Wartungsfunktionen

Alois Schwarz

Alois Schwarz

Ehrenmitgliedschaften: Austro-Peisonia, Austro-Ferrea

Geboren: 12.10.1932, Mogersdorf (Bezirk Jennersdorf, Burgenland)
Gestorben: 26.08.2007, Wien
Bürgermeister (Eisenstadt), Vizepräsident (Arbeiterkammer Burgenland), Technischer Angestellter

Lebenslauf:

Nach dem Besuch der Volks- und Hauptschule besuchte Schwarz eine Höhere Technische Lehranstalt in Wien, Fachrichtung Elektrotechnik, nach deren Absolvierung und entsprechender Berufspraxis er die Standesbezeichnung Ingenieur erhielt. Nach der Matura erhielt er 1954 eine Anstellung als Elektrotechniker in der Eisenstädter Niederlassung der Niederösterreichischen Elektrizitätswirtschafts AG (NEWAG, nunmehr EVN), die damals auch Burgenland betreute. Als 1958 die Burgenländische Elektrizitätswirtschafts AG (BEWAG, nunmehr Energie Burgenland) gegründet wurde, wechselte er zu dieser und war dort zuletzt Leiter der Abteilung für Wärmetechnik und Kundendienstinformation.
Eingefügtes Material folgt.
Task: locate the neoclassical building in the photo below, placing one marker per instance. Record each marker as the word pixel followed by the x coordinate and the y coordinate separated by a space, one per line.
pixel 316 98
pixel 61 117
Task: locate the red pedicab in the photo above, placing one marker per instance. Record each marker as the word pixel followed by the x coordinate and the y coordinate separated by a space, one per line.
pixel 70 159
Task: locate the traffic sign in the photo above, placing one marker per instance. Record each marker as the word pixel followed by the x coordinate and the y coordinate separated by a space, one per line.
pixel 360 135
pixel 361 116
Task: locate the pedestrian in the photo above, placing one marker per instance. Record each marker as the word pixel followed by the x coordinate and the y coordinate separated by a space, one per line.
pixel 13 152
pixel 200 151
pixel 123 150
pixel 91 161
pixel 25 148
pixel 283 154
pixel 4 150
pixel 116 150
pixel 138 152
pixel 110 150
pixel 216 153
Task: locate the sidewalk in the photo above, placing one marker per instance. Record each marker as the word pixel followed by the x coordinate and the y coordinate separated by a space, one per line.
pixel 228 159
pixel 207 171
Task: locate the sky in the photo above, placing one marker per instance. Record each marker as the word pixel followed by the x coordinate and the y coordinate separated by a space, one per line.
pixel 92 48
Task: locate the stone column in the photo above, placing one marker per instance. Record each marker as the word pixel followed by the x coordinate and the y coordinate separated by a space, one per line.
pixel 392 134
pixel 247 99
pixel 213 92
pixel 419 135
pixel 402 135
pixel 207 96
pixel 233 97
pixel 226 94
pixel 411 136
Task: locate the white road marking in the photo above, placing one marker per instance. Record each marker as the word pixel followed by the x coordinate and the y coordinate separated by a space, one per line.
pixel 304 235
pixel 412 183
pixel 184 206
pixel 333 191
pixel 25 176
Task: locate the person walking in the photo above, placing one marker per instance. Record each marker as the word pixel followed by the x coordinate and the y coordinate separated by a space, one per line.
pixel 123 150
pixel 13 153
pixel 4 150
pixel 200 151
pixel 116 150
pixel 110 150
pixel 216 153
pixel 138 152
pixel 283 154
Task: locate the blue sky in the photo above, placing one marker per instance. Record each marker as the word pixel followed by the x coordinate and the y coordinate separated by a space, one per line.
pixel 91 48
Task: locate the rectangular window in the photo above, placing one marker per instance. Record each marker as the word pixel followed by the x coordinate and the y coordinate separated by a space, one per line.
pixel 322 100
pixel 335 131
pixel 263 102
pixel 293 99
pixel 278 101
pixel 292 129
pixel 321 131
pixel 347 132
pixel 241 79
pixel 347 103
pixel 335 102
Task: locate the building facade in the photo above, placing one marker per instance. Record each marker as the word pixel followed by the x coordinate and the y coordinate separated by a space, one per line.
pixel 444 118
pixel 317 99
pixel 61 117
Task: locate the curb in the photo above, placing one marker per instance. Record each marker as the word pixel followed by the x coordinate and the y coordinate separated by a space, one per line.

Schwarz engagierte sich bald im ÖAAB bzw. in der ÖVP sowie bei den Christlichen Gewerkschaften als auch in der Eisenstädter Kommunalpolitik. Seit 1964 war er Kammerrat der Kammer für Arbeiter und Angestellte des Burgenlands und von 1974 bis 1979 deren Vizepräsident. Ab 1960 war er Mitglied der Landesexekutive Burgenland des Österreichischen Gewerkschaftsbundes sowie ab 1975 Landesobmannstellvertreter der Gewerkschaft der Privatangestellten. Darüber hinaus bekleidete er Funktionen in der Sozialversicherung.

1968 wurde Schwarz für die ÖVP in den Gemeinderat von Eisenstadt gewählt und bekleidete dort von 1971 bis 1989 die Funktion des ÖVP-Klubobmanns. 1977 wurde er in den Stadtrat (Gemeindevorstand) gewählt. Am 17. Januar 1990 wurde er vom Gemeinderat zum Bürgermeister des Landeshauptstadt Eisenstadt gewählt, welche Funktion er bis zum 15. Januar 2002 ausübte. Ein wichtiges Anliegen für ihn war die Verbesserung des Bildungs- und Freizeitangebote, weshalb umfangreiche Sanierungen und Neuerrichtungen von Schulgebäuden erfolgten. Zudem konnte in Eisenstadt ein Fachhochschullehrgang etabliert werden, aus dem dann die Fachhochschule Eisenstadt wurde. 1997 wurde in Eisenstadt das Technologiezentrum eröffnet, das durch den TechnoPark (1999) und das TechLab (2001) eine Erweiterung erfuhr. Mit Unterstützung von EU-Geldern gelang es, dem Verfall des Eisenstädter Schloßsparks Einhalt zu gebieten. 1990 wurde mit dem Umbau des Rathauses begonnen, dessen Fertigstellung erst nach seinem Rücktritt erfolgte. Am 17. Mai 2002 wurde er zum Ehrenbürger der Stadt Eisenstadt ernannt.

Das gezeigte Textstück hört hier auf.